Rond de kaarsenheuvel hadden vele pelgrims eigen gemaakte miniatuur-huisjes gebouwd, ook als gift aan Correa.

IMG-20190114-WA0009
Vele miniatuur-huisjes voor Difunta Correa rond de kaarsenheuvel.

Na uitgebreid rondgekeken te hebben bij dit ‘heiligdom’ van een niet heiligverklaarde maakte ik een wandeling in de omgeving. Achter de kaarsenheuvel vond ik een stortplaats van vele honderden, zo niet duizenden, van die zelfgemaakte huisjes. Die waren daar gedumpt, waarschijnlijk omdat de plek te vol raakte. Ja, als iedereen daar maar zijn huisje neer zet, loopt het op een gegeven moment spaak. Dan komt er ruimtegebrek en moet er opgeruimd worden. Ik keek naar die nu kapotte en uit elkaar hangende kunstwerkjes en dacht aan al die mensen die misschien wel wekenlang zo bloedig en vol heilige ijver aan hun huisje hadden zitten knutselen terwijl het nu, achteloos weggesmeten lag te verrotten in de woestijn. Hoe triest toch voor al die brave lieden die vol goede bedoelingen hun creaties aan de voet van de kaarsenheuvel hadden geplaatst, als offer aan Difunta Correa!

IMG-20190114-WA0015
Stortplaats van heilige huisjes
IMG-20190114-WA0005
Hoe lang zou de familie Mendez aan dit prachtige huisje hebben gewerkt?
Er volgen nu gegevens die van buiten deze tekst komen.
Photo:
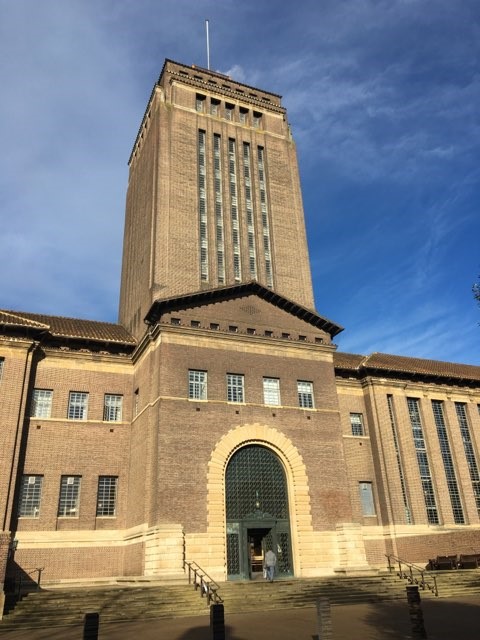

Ik klom op een wat hogere heuvel, een eind verderop en keek uit over het geaccidenteerde woestijnlandschap om mij heen. Ja, als je je daar in 1840 zonder water waagde, toen er nog geen restaurantjes stonden en dan nog wel in de zomer bij 40 graden, kon het wel eens verkeerd met je aflopen. En dat overkwam Correa dus. Heel erg veel pech voor die arme Correa, maar heel veel geluk voor honderdduizenden pelgrims die daar jaarlijks naar toe trekken om haar te bedanken voor genezing, het winnen van één fraaie gouden beker, het behalen van een diploma of het goed lopen van de eigen bakkerszaak.

IMG-20190114-WA0007
Misschien had Carolina Leonor Oliveira wel nooit haar diploma Medicijnen aan de universiteit van Cordoba gehaald, als Correa niet verdorst was in de woestijn van San Juan.
IMG-20190114-WA0001
Het graf van Difunta Correa.
IMG-20190114-WA0011
Het droge hete woestijnlandschap dat ik vanaf een hoge heuvel om me heen zag

Na dit cultureel-semi-religieuze intermezzo vervolgde ik mijn reis door een lang droog stuk woestijn richting Cordoba, waarbij ik, anders dan Correa, flink wat flessen water mee sjouwde. Of het in die woestijn goed met mij zou gaan aflopen, leest u in het volgende bericht, hoewel u, uit het feit dat dit verhaal nu op mijn website verschijnt, eigenlijk al de conclusie kunt trekken dat ik die tocht heb overleefd. En dat misschien wel door die kaars van Marcelo, hoewel die 7 flessen water daar zeker aan mee werkten.

 

IMG-20190114-WA0016
Op de grens van de provincies San Juan en La Rioja. Zoutafzetting in de woestijn.